December 12, 2018 at 4:20 p.m.
Interior Epiphanies

Advent: awaiting light in the winter darkness


By ELIZABETH LYNCH- | Comments: 0 | Leave a comment

I love the dark. 

Not the depressing, foreboding, frightening dark. I mean the creative dark that serves as messenger of insights; the humble dark that hangs as backdrop of brilliant lights; the biological dark that gestates life; the soothing dark that beckons us to sleep; the holy dark that germinates revelations. 

For these reasons, the season of Advent is my favorite. It comes just a few weeks after the annoying affront to our natural circadian rhythms — aka Daylight Savings Time — has finally been put back in its fabricated place. Darkness now has its normal, healthy growth as lengths of days shorten.

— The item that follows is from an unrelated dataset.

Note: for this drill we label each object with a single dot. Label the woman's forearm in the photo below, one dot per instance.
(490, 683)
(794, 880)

And although it is worth the wait for the late night of summer to see a sensational kaleidoscope of fireworks or the humble blinking of fireflies, the gathering darkness of Advent has a deeper, richer quality. It leads us to the ultimate light – the birth of the Light of World.  

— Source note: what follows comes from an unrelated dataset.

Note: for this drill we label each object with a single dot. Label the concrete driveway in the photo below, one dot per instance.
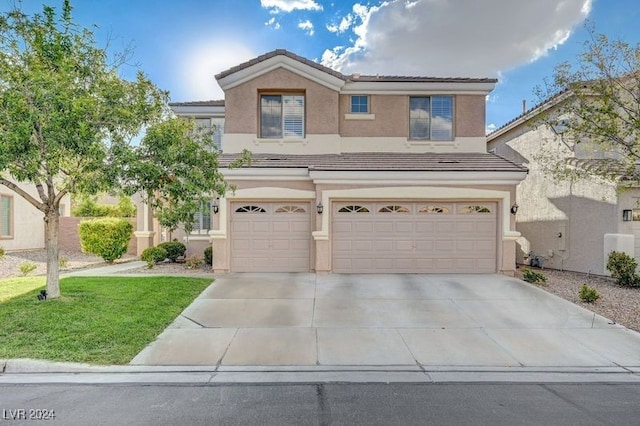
(388, 320)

We see flares of light in darkness throughout the Gospels: “. . .the light shines in the darkness, and the darkness has not overcome it.” (John 1:5)
“He was transfigured before their eyes. His face became as dazzling as the sun, his clothes as radiant as light.” (Matt 17:2) “As the lightning from the east flashes to the west, so will the coming of the Son of Man be.” (Matt 24:27)

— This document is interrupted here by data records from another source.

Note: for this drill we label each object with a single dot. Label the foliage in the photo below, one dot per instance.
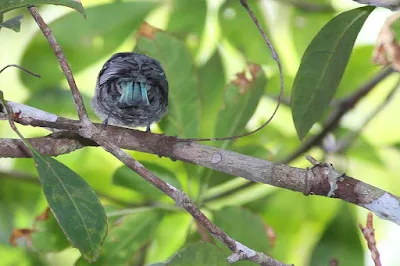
(205, 101)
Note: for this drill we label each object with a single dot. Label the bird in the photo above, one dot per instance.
(131, 90)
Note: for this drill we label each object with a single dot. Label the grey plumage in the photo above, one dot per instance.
(131, 90)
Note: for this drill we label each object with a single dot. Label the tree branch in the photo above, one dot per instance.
(344, 106)
(369, 234)
(79, 105)
(96, 134)
(321, 180)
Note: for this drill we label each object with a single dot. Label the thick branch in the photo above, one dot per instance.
(344, 106)
(95, 133)
(80, 107)
(321, 180)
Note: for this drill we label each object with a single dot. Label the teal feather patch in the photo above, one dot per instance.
(133, 94)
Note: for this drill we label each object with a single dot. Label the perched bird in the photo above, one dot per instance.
(131, 90)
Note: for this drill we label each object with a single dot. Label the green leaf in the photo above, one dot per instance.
(212, 83)
(127, 178)
(7, 5)
(395, 27)
(163, 245)
(188, 18)
(322, 67)
(184, 104)
(48, 237)
(84, 42)
(240, 102)
(75, 205)
(13, 23)
(359, 69)
(199, 254)
(247, 227)
(126, 238)
(232, 16)
(340, 241)
(396, 146)
(305, 25)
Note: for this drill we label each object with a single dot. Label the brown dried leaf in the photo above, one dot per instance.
(387, 49)
(43, 216)
(18, 233)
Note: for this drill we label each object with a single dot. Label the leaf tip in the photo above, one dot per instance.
(148, 31)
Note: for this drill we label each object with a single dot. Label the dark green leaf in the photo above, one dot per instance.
(163, 245)
(340, 241)
(19, 257)
(395, 27)
(183, 110)
(305, 25)
(84, 42)
(397, 146)
(13, 23)
(127, 178)
(48, 236)
(322, 67)
(75, 205)
(238, 28)
(243, 226)
(199, 254)
(7, 5)
(359, 69)
(126, 238)
(212, 82)
(240, 102)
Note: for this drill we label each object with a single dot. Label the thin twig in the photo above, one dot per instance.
(308, 6)
(351, 190)
(88, 130)
(346, 142)
(275, 56)
(78, 100)
(369, 235)
(344, 106)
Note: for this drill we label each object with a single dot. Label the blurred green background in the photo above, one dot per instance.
(213, 40)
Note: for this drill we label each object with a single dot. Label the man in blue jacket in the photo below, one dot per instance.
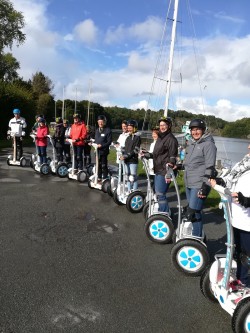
(103, 139)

I can imagine the body of Jesus itself being a light in the darkness — when he spent nights in prayer, when he walked on the water toward the apostles “at about three in the morning” (Matt 14: 25), when he instructed Nicodemus “who came to him at night” (John 3:2), and when he was arrested in Gethsemane on the night of Holy Thursday.  

As the lengthening nights of Advent lead to Christmas, we come upon what the anonymous Carthusian monk referenced in The Prayer of Love and Silence: “. . .the triple veil of the maternal womb, the cave, and the night.” That is serious darkness. Yet with the Light born that night, accompanying light was displayed as the hosts of angels manifested in the dark sky.

I might say that the Lord’s resurrection also emerged from a triple veil of darkness: the burial cloth, the tomb, and the night. The Shroud of Turin testifies that a burst of ultraviolet light left that impression on the cloth. Rev. Robert Spitzer, SJ, gives an awesome account of this reality in his book God So Loved the World.

Can it be said that the deeper the darkness, the more powerful the ensuing light? Let’s defer to Belgian Catholic priest Georges Lemaître who, in 1927, proposed “the Cosmic Egg exploding at the moment of the creation.” Big Bang Theory, anyone? (Fine-tuned by Edwin Hubble a few years later, of course.) 

From that outer-space event to my inner-space experience, there are occasional episodes of insomnia. Here, I feel the weight of waiting for something to happen, which turns out to be simply the reappearance of the sun to reassure me it is time to get up anyway. But during the darkness, during the wait, I desire a deeper sunrise. As the psalmist says, “My soul waits for the Lord more than the watchmen for daybreak. More than watchmen for daybreak, let Israel wait for the Lord.” (Psalm 130:6-7).

All such things are recognized in the dark, even as He calls us “from darkness into his marvelous light.” (1 Peter 2:9) He beckons us during Advent to the light of Christmas, the light of interior epiphany, and the light of his Second Coming. 

In the meantime, I look to poetic reassurance in the Second Letter of St. Peter: “Keep your eyes fixed upon it as you would upon a lamp shining in a dark place, until the first streaks of dawn appear, and the morning star rises in your hearts.” (2 Peter 1:19)

Beth Lynch is pilgrimage coordinator and museum manager at the Shrine of Our Lady of Martyrs in Auriesville.